Silbidos y plásticos negros contra Jaizkibel. / F. DE LA HERA

La capitana de Jaizkibel, Oihana Etxebarrieta, instó a las instituciones a que «tomen cartas en el asunto»

Elena Viñas
ELENA VIÑASHONDARRIBIA.

La compañía Jaizkibel cumplía ayer 21 años desfilando por el centro de Hondarribia en medio de «mucha tensión y miedo». Así lo aseguraban sus integrantes una vez finalizado el recorrido trazado por la localidad. Las valoraciones que realizaban no podían ser más negativas.

Oihana Etxebarrieta, capitana de los cerca de 600 soldados del la compañía Jaizkibel, entre los que se incluye gran número de mujeres, calificaba de «vergonzoso» lo vivido al comienzo de su salida, cuando fueron recibidos por pancartas y plásticos de color negro, así como por silbidos protagonizados por los defensores del Alarde Tradicional. «Ha sido muy duro. Hemos dado un paso atrás en la calle Mayor. Hemos tenido que retirar a los niños que desfilan con nosotros y ha habido jóvenes que han tenido que salir por la presión que suponía. No queremos que esto vuelva a ocurrir», manifestaba.

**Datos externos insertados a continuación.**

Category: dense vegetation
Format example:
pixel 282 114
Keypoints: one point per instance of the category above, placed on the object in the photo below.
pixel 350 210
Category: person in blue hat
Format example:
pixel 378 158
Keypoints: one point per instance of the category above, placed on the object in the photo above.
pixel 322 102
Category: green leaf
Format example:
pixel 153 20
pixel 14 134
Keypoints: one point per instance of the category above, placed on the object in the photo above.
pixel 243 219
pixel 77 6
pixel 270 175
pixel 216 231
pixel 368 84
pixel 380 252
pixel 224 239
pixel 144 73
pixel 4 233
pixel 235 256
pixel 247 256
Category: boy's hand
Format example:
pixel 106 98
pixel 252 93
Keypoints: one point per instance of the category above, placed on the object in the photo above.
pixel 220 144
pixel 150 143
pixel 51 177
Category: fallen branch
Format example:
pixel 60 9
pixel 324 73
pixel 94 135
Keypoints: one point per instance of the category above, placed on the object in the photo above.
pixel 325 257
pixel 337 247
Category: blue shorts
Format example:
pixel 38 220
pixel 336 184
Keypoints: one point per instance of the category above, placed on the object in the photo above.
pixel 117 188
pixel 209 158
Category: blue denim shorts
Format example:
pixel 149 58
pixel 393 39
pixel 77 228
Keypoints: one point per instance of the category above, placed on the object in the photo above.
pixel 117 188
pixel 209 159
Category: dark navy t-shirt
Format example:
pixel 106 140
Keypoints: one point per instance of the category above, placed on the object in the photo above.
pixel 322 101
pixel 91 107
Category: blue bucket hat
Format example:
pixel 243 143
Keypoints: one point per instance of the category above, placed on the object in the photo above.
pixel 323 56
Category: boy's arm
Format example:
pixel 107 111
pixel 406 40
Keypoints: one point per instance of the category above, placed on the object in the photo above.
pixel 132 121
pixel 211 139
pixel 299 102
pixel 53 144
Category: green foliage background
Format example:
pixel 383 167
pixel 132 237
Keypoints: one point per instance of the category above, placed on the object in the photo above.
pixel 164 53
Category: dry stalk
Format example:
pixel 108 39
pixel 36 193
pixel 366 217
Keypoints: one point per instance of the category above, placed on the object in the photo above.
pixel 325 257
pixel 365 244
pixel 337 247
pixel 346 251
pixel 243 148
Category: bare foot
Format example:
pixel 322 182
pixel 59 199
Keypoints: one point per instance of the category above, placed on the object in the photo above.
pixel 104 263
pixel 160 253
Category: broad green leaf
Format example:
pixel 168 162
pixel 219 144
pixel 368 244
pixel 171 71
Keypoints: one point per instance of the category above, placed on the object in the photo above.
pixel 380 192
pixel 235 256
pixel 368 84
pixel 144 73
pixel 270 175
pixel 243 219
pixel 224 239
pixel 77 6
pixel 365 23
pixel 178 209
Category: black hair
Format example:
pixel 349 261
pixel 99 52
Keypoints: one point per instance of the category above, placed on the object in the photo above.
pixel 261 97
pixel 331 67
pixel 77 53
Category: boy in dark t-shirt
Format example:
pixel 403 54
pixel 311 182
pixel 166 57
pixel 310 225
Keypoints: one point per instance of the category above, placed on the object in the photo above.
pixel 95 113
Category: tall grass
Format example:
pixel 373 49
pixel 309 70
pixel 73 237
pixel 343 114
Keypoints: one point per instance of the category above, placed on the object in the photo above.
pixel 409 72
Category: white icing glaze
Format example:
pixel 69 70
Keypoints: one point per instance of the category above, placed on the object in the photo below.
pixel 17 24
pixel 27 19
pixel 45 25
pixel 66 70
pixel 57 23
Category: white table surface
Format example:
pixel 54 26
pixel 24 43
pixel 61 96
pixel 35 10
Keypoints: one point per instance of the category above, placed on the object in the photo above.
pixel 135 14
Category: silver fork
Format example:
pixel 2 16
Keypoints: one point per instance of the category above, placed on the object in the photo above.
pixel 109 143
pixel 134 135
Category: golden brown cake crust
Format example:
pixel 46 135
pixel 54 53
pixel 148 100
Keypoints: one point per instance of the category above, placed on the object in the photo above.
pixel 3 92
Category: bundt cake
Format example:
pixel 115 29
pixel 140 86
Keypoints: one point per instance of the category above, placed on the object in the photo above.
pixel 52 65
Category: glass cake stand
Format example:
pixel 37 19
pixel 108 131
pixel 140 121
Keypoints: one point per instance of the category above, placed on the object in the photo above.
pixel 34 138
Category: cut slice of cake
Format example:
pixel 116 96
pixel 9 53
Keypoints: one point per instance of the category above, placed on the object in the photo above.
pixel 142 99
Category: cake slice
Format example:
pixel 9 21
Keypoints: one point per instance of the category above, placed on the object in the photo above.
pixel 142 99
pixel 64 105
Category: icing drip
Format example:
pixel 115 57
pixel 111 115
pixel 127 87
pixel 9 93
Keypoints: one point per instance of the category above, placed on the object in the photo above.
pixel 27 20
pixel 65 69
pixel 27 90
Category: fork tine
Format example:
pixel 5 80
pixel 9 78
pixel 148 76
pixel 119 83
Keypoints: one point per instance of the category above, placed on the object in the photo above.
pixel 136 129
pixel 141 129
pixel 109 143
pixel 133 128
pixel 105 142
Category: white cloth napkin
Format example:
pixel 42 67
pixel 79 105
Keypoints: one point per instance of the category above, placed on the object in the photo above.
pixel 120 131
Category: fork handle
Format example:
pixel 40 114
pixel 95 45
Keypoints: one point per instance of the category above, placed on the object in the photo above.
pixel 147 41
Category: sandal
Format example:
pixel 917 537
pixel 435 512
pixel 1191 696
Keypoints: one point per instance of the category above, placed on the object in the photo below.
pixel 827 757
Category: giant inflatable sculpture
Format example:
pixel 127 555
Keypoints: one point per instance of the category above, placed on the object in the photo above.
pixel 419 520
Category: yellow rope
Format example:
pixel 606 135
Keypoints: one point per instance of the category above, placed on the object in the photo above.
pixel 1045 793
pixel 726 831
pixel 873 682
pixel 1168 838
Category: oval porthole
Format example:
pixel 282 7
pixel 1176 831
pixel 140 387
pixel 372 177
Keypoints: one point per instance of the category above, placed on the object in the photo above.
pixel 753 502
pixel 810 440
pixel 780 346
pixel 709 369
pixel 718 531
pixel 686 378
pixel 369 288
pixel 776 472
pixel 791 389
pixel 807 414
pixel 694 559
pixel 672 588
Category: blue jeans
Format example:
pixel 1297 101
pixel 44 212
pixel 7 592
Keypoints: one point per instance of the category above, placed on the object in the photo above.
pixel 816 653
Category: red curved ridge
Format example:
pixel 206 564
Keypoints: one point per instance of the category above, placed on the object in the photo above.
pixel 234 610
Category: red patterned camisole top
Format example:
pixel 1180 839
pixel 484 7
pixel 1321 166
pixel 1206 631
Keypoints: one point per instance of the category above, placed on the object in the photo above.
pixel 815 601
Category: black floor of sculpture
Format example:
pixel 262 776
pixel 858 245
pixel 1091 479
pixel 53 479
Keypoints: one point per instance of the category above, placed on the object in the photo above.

Etxebarrieta instaba al Ayuntamiento de Hondarribia y al resto de instituciones a que «tomen cartas en el asunto». «Ya va siendo hora. El movimiento feminista demostró el 8 de marzo que no estamos dispuesto a dejar pasar ni una», insistió, recordando que «sólo queremos una fiesta igualitaria».

«Ni los plásticos ni los silbatos pueden silenciar la realidad. Hay mucha pedagogía por hacer» Denis Itxaso | Diputado foral de Cultura

«Dar la espalda a una u otra opción aleja la convivencia en este municipio» Eider Mendoza | Presidenta de Juntas Generales

También para el diputado foral de Cultura, Turismo y Deportes, Denis Itxaso, lo vivido ayer representaba «un paso atrás», sobre todo, tras el llamamiento que realizó horas antes para que no se mostraran plásticos negros. Aunque felicitaba a la Ertzaintza por intentar retirarlos, Itxaso lamentaba que éstos habían sido sustituidos por silbatos. «Ni los plásticos ni los silbatos pueden silenciar la realidad. Hay mucha pedagogía por hacer», indicó, al tiempo que aseguraba que el alarde mixto «no le hace daño a nadie».

La presidenta de las Juntas Generales de Gipuzkoa, Eider Mendoza, presenciaba el paso del alarde paritario junto a su compañera de partido María Eugenia Arrizabalaga. La jeltzale mostraba su apoyo a «las diferentes formas de vivir el Alarde», como ya hizo en Irun. «Hondarribia merece vivir las fiestas en paz y es muy evidente que la convivencia aún queda muy lejos. Hay mucho trabajo por hacer y dar la espalda a una u otra opción aleja la convivencia en este municipio», declaraba.

La parlamentaria de EH Bildu Maddalen Iriarte, que acudía con una delegación en la que se incluía el candidato a diputado general, Juan Karlos Izagirre, confesaba sentirse «destrozada» por lo vivido. «Ante los derechos fundamentales, no se pueden enfrentar plásticos negros ni gritos. Ha sido terrible», afirmaba. Iriarte hacía una llamamiento a las instituciones vascas a tomar parte «muy en serio» en este asunto, porque «las mujeres no podemos aguantar esto».

En similares términos se expresaban las representantes de Podemos: la parlamentaria Eukene Arana y la juntera guipuzcoana María Valiente. Ambas expresaban su deseo de que no se tenga que repetir una situación que tildaban de «vergonzosa». «Es hora de que se acabe con la vulneración de derechos humanos que sufren las mujeres en Euskadi y en particular, en Hondarribia», indicaron.

El alarde mixto contó, igualmente, con el respaldo de la adjunta al Ararteko, Julia Hernández, y de la directora del Instituto Vasco de la Mujer-Emakunde, Izaskun Landaida, quien tachaba de «muy triste» el que muchas chicas de Jaizkibel acabasen llorando «ante lo que han tenido que ver en la calle Mayor», aunque se alegró de que «cada vez hay más gente a favor de la igualdad y de este alarde».